The typical way to trade bandwidth away for latency would, I guess, be speculative requests. In the CPU world at least. I wonder if any cloud providers have some sort of framework built around speculative disk reads (or maybe it is a totally crazy trade to make in this context)?
You'd need the whole stack to understand your data format in order to make speculative requests useful. It wouldn't surprise me if cloud providers indeed do speculative reads but there isn't much they can do to understand your data format, so chances are they're just reading a few extra blocks beyond where your OS read and are hoping that the next OS-initiated read will fall there so it can be serviced using this prefetched data. Because of full-disk-encryption, the storage stack may not be privy to the actual data so it couldn't make smarter, data-aware decisions even if it wanted to, limiting it to primitive readahead or maybe statistics based on previously-seen patterns (if it sees that a request for block X is often followed by block Y, it may choose to prefetch that next time it sees block X accessed).

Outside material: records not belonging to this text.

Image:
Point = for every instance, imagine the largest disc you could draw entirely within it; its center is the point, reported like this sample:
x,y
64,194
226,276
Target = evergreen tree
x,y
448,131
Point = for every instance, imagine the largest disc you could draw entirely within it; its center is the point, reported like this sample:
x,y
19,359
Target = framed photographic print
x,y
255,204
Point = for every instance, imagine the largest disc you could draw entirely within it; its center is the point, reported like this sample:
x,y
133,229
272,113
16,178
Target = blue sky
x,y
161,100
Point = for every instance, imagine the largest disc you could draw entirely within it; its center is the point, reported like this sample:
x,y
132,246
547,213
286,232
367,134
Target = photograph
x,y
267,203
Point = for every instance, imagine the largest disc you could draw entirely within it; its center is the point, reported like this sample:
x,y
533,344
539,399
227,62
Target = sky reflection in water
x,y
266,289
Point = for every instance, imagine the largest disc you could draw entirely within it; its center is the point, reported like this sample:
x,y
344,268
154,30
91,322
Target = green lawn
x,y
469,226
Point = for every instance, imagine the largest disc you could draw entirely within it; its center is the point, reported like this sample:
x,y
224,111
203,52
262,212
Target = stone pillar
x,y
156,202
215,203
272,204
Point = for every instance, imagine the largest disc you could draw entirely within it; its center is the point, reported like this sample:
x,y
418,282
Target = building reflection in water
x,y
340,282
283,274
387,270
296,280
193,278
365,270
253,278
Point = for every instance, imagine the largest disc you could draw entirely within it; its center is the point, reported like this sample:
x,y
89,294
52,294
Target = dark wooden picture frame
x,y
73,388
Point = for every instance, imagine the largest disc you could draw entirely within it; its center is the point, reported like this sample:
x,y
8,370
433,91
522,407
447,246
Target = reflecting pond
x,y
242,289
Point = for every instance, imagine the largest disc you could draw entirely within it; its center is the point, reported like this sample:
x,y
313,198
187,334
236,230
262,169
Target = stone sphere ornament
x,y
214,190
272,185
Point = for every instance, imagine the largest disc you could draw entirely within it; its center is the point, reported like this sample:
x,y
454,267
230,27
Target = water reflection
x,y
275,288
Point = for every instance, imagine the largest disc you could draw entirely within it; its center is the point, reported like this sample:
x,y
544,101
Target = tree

A problem in applications such as databases is when the outcome of an IO operation is required to initiate the next one - for example, you must first read an index to know the on-disk location of the actual row data. This is where the higher latency absolutely tanks performance.

A solution could be to make the storage drives smarter - have an NVME command that could say like "search in between this range for this byte pattern" and one that can say "use the outcome of the previous command as a the start address and read N bytes from there". This could help speed up the aforementioned scenario (effectively your drive will do the index scan & row retrieval for you), but would require cooperation between the application, the filesystem and the encryption system (typical, current FDE would break this).

Often times it’s the app (or something high level) that would need speculative requests, which it may not be possible in the given domain.

I don’t think it’s possible in most domains.

I mean we already have readahead in the kernel.

This said the problem can get more complex than this really fast. Write barriers for example and dirty caches. Any application that forces writes and the writes are enforced by the kernel are going to suffer.

The same is true for SSD settings. There are a number of tweakable values on SSDs when it comes to write commit and cache usage which can affect performance. Desktop OS's tend to play more fast and loose with these settings and servers defaults tend to be more conservative.